Location
- Church Road Stowupland, Suffolk, IP14 4BQ England 52°11′55″N 1°01′43″E﻿ / ﻿52.198538°N 1.028694°E

Information
- Type: Academy
- Established: 1978
- Local authority: Suffolk County Council
- Trust: Oxlip Learning Partnership
- Department for Education URN: 151384 Tables
- Ofsted: Reports
- Principal: Lee Walker
- Gender: Co-educational
- Age: 11 to 18
- Houses: Anderson, Boudicca, Clarkson, Edmund, Ryder, Wolsey
- Website: www.stowuplandhighschool.co.uk

= Stowupland High School =

Stowupland High School is a co-educational secondary school and sixth form in the Suffolk village of Stowupland.

It caters for students aged 11–18 from Year 7 – Year 11 in the main school and Year 12 and 13 in the sixth form.
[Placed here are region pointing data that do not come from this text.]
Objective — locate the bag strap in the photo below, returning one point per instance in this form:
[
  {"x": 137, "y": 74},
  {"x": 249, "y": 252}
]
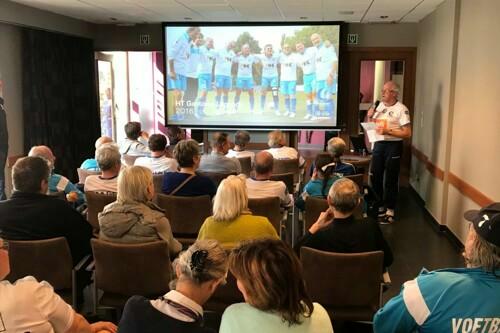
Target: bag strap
[{"x": 181, "y": 185}]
Previously a community school administered by Suffolk County Council, in September 2016 Stowupland High School converted to academy status. At the time of inspection in 2023, the school was part of a multi-academy trust (MAT), the John Milton Academy Trust. As of 2025, it is part of a different MAT, the Oxlip Learning Partnership.

==History==

The school was set up in 1978.

==Inspections==

As of 2025, the school's most recent inspection by Ofsted was in 2023, with a judgement of Requires Improvement.